|Sylvia Plath, The Bell Jar|
According to Poetry River, "Documentary poems combine primary source material with poetry writing. Myriad sources inspire documentary poetry, including news articles, letters, photographs, dairies, court transcripts, medical records, and a variety of public records."
It is similar to poetry of witness which expresses lived experience and direct observation by the poet. Muriel Rukeyser's Book of the Dead addressed a coal mine disaster in the 1930s. During WWI and WWII, Paul Celan is a poet of witness. In the 1970s, Carolyn Forché's book The Country Between Us left a strong mark on our culture. The Colonel is a prose poem example of this. It is reportage, her encounter with a colonel in Nicaragua who had collected the ears of people who had been tortured. Investigative poetry similarly stems from a journalistic impulse, but the poem uses the tools of poetry: compression, image, sound, pattern. When she published her book, it was sometimes criticized for being political. Attitudes toward political poetry have changed since then. In an interview published On the Seawall she says:
What I find now is that there’s been a great opening in the last 20 years, and poets are almost expected to address contemporary concerns. It’s almost the reverse of what it was before. We have emergent poetics among communities that were suppressed before: African-American poets, Asian-America poets, Indigenous poets of the First Nations, Latinx poets. I find that that’s where much of the most exciting work is being written, and they are quite politically aware in that work, although the work is not always expressive of political views.
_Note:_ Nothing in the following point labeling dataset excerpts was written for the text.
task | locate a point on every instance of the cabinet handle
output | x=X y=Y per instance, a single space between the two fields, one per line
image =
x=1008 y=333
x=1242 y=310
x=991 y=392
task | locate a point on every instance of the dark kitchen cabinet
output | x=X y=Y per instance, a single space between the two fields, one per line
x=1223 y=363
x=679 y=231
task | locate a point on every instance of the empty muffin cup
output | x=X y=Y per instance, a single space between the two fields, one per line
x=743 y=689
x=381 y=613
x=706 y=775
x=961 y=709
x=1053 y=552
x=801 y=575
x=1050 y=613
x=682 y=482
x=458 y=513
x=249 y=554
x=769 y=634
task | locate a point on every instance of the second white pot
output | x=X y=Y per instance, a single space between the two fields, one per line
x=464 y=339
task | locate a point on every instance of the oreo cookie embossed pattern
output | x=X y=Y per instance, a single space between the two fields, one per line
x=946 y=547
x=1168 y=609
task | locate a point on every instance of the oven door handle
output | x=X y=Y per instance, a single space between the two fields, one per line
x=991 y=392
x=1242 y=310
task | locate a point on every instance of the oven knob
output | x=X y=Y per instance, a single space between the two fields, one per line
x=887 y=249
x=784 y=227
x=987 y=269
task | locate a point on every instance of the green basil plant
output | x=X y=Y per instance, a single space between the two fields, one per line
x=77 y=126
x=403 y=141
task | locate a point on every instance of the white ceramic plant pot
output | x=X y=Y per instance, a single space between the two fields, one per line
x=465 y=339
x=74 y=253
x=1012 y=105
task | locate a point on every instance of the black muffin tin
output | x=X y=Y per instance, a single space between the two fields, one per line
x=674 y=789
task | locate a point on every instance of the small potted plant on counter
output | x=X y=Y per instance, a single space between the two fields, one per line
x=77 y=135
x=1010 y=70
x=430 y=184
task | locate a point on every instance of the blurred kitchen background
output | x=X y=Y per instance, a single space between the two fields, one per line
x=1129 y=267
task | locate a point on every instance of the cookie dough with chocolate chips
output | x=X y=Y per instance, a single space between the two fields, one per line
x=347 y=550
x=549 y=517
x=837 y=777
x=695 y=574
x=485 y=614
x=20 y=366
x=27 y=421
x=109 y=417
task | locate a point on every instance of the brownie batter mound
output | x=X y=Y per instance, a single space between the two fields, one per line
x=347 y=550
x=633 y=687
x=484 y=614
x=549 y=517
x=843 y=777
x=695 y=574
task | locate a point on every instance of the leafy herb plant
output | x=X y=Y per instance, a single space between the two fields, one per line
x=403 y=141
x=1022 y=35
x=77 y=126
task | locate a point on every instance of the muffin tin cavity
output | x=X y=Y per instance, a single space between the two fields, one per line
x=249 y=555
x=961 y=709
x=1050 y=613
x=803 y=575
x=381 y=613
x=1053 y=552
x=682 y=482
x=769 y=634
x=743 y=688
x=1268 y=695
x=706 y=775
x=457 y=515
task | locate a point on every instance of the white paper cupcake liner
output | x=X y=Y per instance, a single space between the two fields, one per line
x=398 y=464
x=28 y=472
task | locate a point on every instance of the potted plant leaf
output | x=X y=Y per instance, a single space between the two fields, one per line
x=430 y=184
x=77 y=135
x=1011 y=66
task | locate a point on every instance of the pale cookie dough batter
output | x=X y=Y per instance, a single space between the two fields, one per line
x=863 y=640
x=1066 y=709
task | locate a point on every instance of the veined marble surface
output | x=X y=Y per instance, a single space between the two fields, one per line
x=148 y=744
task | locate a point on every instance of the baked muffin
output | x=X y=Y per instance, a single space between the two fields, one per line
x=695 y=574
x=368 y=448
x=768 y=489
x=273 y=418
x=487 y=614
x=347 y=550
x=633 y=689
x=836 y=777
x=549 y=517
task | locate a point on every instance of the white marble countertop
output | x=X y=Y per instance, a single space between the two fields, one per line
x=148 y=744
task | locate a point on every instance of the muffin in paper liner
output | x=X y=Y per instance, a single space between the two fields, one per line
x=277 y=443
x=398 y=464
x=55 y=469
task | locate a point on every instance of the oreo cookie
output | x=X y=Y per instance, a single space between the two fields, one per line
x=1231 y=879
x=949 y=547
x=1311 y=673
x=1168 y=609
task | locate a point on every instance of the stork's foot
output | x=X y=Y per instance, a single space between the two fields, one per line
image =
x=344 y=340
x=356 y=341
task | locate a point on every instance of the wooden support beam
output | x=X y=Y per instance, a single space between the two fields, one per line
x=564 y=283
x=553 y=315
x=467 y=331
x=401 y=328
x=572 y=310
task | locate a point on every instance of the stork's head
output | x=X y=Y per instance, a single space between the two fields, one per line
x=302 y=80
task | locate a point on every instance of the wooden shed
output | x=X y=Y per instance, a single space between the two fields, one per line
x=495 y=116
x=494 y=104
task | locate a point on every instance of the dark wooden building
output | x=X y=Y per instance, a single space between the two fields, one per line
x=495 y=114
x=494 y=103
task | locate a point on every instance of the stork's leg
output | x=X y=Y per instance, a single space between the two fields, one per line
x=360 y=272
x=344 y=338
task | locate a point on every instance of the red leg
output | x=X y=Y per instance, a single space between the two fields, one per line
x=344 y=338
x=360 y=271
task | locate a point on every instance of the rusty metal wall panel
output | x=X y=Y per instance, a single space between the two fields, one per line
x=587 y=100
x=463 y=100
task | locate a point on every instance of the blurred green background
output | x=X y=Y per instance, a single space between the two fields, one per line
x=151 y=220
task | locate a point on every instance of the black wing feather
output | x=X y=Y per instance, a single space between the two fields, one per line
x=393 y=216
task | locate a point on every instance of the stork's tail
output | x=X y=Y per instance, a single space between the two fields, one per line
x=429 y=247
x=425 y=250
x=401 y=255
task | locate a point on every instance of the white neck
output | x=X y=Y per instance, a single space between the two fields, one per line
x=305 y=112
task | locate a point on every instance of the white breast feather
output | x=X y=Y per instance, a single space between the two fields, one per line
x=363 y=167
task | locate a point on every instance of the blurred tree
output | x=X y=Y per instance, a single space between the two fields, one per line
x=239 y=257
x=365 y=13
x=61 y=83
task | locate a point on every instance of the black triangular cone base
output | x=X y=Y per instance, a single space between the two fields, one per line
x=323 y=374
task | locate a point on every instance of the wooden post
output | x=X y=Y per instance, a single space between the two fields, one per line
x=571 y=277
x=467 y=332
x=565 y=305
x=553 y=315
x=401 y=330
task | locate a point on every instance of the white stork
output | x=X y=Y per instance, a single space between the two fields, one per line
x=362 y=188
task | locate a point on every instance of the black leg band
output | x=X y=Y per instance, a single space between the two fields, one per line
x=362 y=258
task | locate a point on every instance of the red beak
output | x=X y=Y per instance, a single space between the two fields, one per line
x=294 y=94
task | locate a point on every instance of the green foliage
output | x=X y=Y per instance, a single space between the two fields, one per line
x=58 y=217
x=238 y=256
There are many ways to address contemporary concerns. Layli Long Soldier's book Whereas, engages with a single document. A declaration made in 2007 by the US Congress, addressing the atrocities committed against Native Americans in the 1800s. It is poetry in conversation with the document, reflecting and responding to its language and to the events which it refers (Graywolf Press) Her poem "38" is from this collection.
Philip Metres, in the Kenyon Review, wrote:
For me, the best documentary poems draw us back to the headwaters of poetry, where tribal elders, griots, troubadours, holy fools, tricksters, medicine men, witches, and shamans all do their work, comforting the afflicted and afflicting the comfortable."
First, to use Muriel Rukeyser’s words, the poem can “extend the document,” thus giving second life to lost or expurgated histories...
Language and action. In her book of essays, Sister Outsider, Audré Lorde wrote about the necessity of transforming silence into language and action. She wrote:
"Second, the poem itself can be extended through the document, given a breadth or authority that the lyric utterance may not reach on its own. Documentary poetry comes out of a desire to break open what has often been seen as the monology of the lyric. While the lyric at its best can be subtly dialogic, negotiating self and other in nuanced ways, documentary poets are drawn to the chorale effect, employing multiple voices and voicings that merge into a larger (but often dissonant) symphony. Documentary and investigative poems that don’t simply “contain multitudes,” as Whitman boasted, but breathe and seethe multitudes."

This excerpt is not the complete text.